Размышляя об этом, я подумал, а не остановиться ли возле знакомого подвальчика, на котором никогда не висела вполне заслуженная неоновая вывеска “Бар „Грот“”. Спускаться было легко, я не чувствовал под ногами ни одной из нескольких ступенек. На двери висел серебряный колокольчик. Дверь была тяжёлая и низкая, как голоса за ней, и поэтому хотелось уважительно назвать её во множественном числе.
В “Гроте” не могло не быть шумновато. Над одними столиками пахло “Примой” без фильтра, за другими, особенно в углах и у окна, — болгарскими “Ту”, “Стюардессой”, “Опалом” и даже – правда, редко, — “БТ”. Мой столик теперь будет самым удобным, потому что за ним, кроме меня — никого, разве что я захочу, чтобы кто-то был, но сегодня я не захотел.
На стене, ближе к потолку, кто-то почти невидимо нарисовал небольшой дирижаблик стального цвета – нет, свинцового. Красивый, хотя и совсем не похожий на нормальный дирижабль. У меня оставалось полпачки “Опала”, на сегодня вполне достаточно, даже с учётом обычных двух коктейлей, завтра обойдусь, а послезавтра – стипендия.
— Что будете пить? – спросила официантка.
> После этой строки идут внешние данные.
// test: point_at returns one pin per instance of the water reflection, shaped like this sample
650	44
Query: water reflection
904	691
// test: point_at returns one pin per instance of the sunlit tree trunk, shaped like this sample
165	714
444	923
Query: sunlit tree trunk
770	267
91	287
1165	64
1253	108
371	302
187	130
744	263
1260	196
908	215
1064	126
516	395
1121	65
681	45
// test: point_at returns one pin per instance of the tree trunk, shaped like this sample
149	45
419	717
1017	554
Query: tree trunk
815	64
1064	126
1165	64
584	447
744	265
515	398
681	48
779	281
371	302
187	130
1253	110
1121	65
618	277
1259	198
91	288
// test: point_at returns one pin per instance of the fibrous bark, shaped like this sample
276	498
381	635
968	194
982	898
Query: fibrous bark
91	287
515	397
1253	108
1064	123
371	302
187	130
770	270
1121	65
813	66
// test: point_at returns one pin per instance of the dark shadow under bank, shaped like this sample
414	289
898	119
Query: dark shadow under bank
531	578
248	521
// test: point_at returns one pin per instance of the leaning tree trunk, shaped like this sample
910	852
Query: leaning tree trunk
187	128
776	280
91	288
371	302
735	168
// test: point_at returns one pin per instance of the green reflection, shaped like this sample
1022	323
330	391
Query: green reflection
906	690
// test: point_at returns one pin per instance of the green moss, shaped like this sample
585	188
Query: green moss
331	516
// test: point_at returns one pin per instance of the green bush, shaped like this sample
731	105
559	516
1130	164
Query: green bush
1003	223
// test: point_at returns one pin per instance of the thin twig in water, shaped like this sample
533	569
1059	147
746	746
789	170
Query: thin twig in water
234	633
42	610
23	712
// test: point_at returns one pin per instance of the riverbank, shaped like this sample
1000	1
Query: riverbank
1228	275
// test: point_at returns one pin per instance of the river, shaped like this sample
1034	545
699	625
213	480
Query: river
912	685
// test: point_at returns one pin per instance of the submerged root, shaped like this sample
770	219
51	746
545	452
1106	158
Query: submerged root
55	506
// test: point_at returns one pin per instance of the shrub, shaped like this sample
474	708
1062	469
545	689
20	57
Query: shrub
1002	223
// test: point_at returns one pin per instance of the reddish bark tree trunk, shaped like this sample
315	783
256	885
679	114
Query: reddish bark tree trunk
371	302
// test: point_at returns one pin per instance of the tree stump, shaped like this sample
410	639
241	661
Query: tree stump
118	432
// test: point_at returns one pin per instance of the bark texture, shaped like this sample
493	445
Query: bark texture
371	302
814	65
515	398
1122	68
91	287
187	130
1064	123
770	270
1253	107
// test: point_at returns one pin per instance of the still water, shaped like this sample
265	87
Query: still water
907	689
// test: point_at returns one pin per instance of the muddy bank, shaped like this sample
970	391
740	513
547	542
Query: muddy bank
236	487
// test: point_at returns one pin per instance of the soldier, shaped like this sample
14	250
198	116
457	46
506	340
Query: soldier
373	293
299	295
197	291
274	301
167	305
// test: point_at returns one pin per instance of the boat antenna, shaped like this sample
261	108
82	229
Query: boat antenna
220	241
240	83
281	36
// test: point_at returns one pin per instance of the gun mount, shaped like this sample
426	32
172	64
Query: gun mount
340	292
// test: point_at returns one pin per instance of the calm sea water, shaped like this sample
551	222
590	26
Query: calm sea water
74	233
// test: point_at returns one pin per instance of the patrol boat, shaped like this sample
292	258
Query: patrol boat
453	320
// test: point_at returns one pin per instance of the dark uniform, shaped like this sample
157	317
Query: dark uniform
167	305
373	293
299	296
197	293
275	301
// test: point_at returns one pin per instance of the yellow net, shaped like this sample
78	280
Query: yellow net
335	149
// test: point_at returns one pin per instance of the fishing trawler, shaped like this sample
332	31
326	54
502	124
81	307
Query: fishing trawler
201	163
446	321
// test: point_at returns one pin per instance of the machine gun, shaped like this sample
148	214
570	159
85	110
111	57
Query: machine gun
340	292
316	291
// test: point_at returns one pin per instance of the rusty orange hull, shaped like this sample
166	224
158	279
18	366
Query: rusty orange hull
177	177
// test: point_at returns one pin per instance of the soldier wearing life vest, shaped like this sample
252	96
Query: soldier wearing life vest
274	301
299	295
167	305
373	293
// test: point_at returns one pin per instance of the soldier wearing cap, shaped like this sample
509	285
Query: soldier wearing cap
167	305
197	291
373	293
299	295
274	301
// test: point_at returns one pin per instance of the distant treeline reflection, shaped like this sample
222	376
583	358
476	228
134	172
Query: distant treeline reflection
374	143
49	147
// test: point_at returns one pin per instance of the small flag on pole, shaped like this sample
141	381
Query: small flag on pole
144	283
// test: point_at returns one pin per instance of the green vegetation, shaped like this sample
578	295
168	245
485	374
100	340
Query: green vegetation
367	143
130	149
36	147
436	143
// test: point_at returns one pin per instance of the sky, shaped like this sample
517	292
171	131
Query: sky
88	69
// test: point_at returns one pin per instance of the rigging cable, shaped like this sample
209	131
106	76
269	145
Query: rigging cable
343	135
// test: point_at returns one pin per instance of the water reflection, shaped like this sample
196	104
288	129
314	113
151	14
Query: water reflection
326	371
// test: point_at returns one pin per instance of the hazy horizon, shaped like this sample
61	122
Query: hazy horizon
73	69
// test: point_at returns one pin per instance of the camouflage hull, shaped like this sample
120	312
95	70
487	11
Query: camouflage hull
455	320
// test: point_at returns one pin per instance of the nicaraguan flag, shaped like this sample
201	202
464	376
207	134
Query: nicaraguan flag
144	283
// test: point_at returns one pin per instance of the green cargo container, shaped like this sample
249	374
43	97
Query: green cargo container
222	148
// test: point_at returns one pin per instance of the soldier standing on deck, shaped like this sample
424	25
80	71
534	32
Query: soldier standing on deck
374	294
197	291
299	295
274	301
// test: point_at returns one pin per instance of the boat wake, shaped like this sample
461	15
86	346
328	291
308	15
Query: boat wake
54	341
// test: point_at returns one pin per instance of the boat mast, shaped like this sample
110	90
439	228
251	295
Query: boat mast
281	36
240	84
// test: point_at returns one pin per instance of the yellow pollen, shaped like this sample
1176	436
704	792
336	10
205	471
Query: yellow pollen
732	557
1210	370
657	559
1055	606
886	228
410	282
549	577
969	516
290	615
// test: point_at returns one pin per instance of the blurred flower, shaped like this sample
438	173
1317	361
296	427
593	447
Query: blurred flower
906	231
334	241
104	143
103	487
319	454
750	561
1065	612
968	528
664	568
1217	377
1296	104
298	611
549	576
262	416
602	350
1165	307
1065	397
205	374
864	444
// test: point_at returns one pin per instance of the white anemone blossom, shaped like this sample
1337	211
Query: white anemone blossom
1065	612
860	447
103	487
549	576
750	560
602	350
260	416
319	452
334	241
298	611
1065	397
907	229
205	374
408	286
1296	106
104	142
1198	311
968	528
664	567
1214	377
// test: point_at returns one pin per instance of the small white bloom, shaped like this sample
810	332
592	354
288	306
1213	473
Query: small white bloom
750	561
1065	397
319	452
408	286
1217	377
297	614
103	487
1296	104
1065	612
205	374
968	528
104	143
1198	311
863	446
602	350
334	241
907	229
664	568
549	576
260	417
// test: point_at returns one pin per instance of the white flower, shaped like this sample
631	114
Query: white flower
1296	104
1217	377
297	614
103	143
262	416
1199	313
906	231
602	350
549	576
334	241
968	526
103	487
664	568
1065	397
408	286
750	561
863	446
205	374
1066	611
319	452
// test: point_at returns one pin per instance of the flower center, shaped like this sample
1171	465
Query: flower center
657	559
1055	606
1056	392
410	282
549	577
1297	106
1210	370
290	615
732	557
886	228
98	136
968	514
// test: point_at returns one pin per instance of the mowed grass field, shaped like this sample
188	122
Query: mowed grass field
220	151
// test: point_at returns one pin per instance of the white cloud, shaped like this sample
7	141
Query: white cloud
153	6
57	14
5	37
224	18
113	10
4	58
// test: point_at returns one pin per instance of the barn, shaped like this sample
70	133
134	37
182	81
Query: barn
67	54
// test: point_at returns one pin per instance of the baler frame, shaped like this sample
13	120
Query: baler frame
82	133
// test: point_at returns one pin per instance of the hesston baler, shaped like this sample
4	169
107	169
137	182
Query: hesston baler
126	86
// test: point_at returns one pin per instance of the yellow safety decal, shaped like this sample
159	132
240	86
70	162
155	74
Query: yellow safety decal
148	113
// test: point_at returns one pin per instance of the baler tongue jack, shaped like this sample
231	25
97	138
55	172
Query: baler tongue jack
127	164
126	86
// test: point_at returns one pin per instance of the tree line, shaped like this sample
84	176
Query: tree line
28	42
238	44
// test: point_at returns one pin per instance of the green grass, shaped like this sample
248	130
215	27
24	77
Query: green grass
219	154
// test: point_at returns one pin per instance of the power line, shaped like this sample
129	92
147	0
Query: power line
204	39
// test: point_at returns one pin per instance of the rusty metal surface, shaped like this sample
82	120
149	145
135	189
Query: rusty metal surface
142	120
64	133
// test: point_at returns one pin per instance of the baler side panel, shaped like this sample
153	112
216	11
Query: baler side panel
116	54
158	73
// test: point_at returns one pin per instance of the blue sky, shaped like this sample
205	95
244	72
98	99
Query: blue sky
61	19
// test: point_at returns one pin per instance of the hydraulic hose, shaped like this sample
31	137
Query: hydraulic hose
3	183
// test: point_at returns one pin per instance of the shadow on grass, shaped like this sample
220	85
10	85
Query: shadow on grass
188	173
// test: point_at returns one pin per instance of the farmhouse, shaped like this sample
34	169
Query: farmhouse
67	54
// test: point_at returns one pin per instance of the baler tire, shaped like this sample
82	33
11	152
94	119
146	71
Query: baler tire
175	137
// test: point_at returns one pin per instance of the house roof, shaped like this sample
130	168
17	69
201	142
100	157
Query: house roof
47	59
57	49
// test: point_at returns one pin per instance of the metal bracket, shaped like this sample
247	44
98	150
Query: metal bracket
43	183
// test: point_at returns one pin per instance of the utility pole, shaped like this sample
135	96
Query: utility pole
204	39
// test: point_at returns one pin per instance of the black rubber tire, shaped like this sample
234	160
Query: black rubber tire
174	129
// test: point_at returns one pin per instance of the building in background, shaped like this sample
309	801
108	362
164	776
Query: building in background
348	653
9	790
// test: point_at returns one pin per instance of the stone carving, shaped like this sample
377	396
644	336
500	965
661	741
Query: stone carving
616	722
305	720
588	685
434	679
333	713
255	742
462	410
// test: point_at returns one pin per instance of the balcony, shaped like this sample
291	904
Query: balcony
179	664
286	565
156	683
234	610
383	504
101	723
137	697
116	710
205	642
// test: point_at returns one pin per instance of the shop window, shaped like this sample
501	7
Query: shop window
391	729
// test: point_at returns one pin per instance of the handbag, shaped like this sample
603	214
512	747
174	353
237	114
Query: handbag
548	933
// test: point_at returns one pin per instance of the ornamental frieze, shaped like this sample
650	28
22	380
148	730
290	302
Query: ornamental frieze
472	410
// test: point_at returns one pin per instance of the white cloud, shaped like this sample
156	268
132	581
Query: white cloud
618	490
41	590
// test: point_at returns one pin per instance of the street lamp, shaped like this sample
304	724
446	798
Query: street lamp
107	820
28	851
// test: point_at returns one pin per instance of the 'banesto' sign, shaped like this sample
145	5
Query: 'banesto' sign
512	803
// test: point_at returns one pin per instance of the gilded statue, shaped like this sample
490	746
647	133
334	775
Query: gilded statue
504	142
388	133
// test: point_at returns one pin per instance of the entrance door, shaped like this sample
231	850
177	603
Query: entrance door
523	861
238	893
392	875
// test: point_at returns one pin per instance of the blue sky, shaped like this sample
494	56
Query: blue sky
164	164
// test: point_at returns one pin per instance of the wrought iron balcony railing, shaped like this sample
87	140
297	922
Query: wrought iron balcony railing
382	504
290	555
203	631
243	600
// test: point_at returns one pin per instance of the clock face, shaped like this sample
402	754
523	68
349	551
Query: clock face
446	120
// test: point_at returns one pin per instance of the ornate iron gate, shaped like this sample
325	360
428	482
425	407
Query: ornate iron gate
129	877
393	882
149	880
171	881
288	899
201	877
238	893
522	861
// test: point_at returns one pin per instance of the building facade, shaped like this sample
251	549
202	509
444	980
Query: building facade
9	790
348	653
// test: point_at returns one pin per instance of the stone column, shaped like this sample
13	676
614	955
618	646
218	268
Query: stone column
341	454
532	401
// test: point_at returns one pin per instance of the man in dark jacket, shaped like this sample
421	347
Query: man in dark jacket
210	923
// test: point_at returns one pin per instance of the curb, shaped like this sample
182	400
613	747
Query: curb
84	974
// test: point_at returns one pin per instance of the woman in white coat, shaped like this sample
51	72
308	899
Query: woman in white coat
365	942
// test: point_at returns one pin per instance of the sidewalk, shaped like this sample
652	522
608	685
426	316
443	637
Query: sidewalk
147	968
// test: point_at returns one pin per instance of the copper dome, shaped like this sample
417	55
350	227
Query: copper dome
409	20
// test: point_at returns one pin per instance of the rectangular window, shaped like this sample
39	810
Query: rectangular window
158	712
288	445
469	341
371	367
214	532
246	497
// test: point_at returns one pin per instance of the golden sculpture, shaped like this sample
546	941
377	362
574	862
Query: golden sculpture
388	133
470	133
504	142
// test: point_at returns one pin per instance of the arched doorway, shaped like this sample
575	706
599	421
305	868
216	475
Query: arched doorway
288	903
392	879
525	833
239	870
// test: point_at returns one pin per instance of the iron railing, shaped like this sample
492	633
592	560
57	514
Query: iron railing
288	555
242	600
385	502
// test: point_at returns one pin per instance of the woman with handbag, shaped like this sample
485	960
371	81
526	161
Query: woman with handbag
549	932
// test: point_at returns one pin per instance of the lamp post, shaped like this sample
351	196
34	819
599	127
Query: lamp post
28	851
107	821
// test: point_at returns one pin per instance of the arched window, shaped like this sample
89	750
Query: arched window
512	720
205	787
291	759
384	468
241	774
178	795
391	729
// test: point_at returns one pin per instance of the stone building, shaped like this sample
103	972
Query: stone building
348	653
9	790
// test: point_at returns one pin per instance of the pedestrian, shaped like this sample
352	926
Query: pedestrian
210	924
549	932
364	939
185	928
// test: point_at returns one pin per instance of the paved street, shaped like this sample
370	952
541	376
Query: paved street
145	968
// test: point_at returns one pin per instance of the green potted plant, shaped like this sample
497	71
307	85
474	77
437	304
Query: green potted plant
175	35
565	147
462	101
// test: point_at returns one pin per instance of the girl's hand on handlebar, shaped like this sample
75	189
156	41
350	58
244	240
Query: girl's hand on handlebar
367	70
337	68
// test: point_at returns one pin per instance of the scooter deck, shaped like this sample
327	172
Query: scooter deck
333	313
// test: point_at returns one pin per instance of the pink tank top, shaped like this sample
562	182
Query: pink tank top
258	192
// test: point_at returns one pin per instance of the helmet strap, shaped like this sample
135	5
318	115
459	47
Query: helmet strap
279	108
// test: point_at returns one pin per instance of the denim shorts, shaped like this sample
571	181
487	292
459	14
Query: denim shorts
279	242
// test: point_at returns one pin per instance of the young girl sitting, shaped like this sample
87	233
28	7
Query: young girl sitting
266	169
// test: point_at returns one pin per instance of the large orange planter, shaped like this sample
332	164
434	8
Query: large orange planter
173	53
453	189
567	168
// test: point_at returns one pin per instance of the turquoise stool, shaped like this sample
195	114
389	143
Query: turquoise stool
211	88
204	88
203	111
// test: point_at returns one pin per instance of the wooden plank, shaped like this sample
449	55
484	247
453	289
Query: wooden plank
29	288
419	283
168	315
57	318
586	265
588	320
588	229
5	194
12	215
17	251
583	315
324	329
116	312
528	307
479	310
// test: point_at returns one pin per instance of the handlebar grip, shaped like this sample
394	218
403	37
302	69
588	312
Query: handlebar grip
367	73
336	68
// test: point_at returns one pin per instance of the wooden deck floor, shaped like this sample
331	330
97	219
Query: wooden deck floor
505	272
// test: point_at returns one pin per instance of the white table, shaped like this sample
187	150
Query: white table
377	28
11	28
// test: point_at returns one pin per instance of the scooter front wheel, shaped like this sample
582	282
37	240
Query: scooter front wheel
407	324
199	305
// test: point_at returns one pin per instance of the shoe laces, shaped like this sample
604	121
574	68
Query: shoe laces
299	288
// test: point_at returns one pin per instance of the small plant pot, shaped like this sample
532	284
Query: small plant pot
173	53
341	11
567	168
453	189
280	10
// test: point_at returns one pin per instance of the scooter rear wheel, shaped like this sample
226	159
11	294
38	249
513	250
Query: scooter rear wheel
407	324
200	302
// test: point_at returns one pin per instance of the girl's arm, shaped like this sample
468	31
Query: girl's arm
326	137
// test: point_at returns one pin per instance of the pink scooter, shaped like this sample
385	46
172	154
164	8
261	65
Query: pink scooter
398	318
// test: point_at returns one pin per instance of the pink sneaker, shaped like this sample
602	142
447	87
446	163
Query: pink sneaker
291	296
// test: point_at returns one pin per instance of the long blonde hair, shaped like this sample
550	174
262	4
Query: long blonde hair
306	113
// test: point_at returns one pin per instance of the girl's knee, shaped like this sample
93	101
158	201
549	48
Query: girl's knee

Господи, ну откуда в баре, в том числе в “Гроте”, официанты? Честное слово, сам себя не рассмешишь – не будет повода посмеяться. Конечно, я подошёл к прилавку и заказал себе стакан “Рыбацкого” за рубль одну копейку. Был ещё “Театральный” за девяносто девять. Смешные цены – нет чтобы стоить ровно рубль. Таких некруглых цен больше и нет нигде, наверно.
В самом центре прилавка стояла бутылка с такой же чистой, даже прозрачной водой, как та, в которой водоросли шевелились под прелюдию Баха, когда я ехал в туннеле, а на этикетке была странная надпись, слова не были связаны друг с другом, но это не раздражало.
“Вечер капнул на переулки и улицы”. Хорошо получилось, жаль, никто не прочитает. Я сел за тот самый лучший столик, затянулся, отпил из стакана и включил свою “Бангу”. Замечательный транзистор, ловит всё на свете, хотя — ловить-то ловит, только вот попробуй, услышь любимую станцию, когда такой треск и грохот – не переставая хлопает столько миллионов сидений. Если бы вместо них камни катились или ветер свистел в поле, гнал колючее, но вполне приемлемое перекати-поле, — моя станция была бы слышна. А так – что же получается? То, что “Он выплюнул меня на очередной остановке”. И эта тоже или сгорела, или сейчас кто-то её читает и удивляется, как — а возможно, и зачем, — ей удалось не сгореть.
Через столик от меня мои хорошенькие и даже красивые сокурсницы, которые мне никак не переставали нравиться, обсуждали страсти по Андрею, но меня, к счастью, наконец-то или (очень даже возможно) теперь, к сожалению, среди них не было.
— Покорности мало, — возразил, не стараясь перекричать их, Андрей Феофану, споря с самим собой и начиная любимой кистью набрасывать покорную Троицу. “Смотря кому покоряться”, — не сказала ни одна из них, а Феофан ничего не ответил – ни на их молчание, ни на гипотезу Андрея.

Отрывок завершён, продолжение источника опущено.